The test size is 0.25 or 25% of the whole dataset. A random state of one fixes the random seed of the function so that you get the same results every time you call the function, which is important for now to reproduce the same results consistently.

  1. Now load a regularly used estimator, a support vector machine:
from sklearn.svm import SVC
  1. You have imported a support vector classifier from the svm module. Now create an instance of a linear SVC:
clf = SVC(kernel='linear',random_state=1)

The random state is fixed to reproduce the same results with the same code later.

The supervised models in scikit-learn implement a fit(X, y) method, which trains the model and returns the trained model.

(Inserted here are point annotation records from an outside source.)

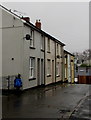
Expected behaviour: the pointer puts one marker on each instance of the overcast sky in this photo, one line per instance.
(66, 21)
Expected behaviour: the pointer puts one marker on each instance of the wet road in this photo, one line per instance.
(50, 102)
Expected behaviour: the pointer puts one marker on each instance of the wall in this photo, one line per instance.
(59, 53)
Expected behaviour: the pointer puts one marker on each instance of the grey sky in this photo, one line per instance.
(67, 21)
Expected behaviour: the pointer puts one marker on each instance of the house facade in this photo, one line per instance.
(69, 67)
(27, 50)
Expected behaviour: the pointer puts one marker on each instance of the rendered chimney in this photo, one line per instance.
(38, 24)
(27, 19)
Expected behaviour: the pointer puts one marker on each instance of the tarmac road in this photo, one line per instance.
(54, 101)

X is a subset of the observations, and each element of y corresponds to the target of each observation in X. Here, we fit a model on the training data:

clf.fit(X_train, y_train)

Now, the clf variable is the fitted, or trained, model.

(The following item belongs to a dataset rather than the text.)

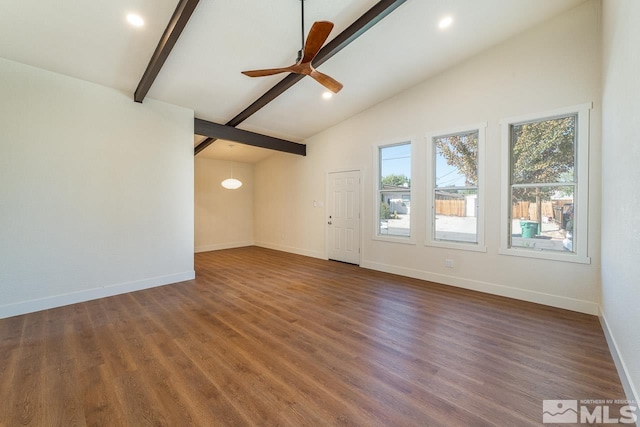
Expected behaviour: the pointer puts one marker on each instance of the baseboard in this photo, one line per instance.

The estimator also has a predict(X) method that returns predictions for several unlabeled observations, X_test, and returns the predicted values, y_pred. Note that the function does not return the estimator. It returns a set of predictions:

y_pred = clf.predict(X_test)

So far, you have done all but the last step. To examine the model performance, load a scorer from the metrics module:

from sklearn.metrics import accuracy_score

With the scorer, compare the predictions with the held-out test targets:

accuracy_score(y_test,y_pred)

0.76315789473684215

How it works...

Without knowing very much about the details of support vector machines, we have implemented a predictive model. To perform machine learning, we held out one-fourth of the data and examined how the SVC performed on that data. In the end, we obtained a number that measures accuracy, or how the model performed.

There's more...

To summarize, we will do all the steps with a different algorithm, logistic regression:

  1. First, import LogisticRegression:
from sklearn.linear_model import LogisticRegression
  1. Then write a program with the modeling steps:
    1. Split the data into training and testing sets.
    2. Fit the logistic regression model.
    3. Predict using the test observations.
    4. Measure the accuracy of the predictions with y_test versus y_pred:
import matplotlib.pyplot as plt
from sklearn import datasets

from sklearn.model_selection import train_test_split
from sklearn.metrics import accuracy_score

X = iris.data[:, :2] #load the iris data
y = iris.target
X_train, X_test, y_train, y_test = train_test_split(X, y, test_size=0.25, random_state=1)

#train the model
clf = LogisticRegression(random_state = 1)
clf.fit(X_train, y_train)

#predict with Logistic Regression
y_pred = clf.predict(X_test)

#examine the model accuracy
accuracy_score(y_test,y_pred)

0.60526315789473684

This number is lower; yet we cannot make any conclusions comparing the two models, SVC and logistic regression classification. We cannot compare them, because we were not supposed to look at the test set for our model. If we made a choice between SVC and logistic regression, the choice would be part of our model as well, so the test set cannot be involved in the choice. Cross-validation, which we will look at next, is a way to choose between models.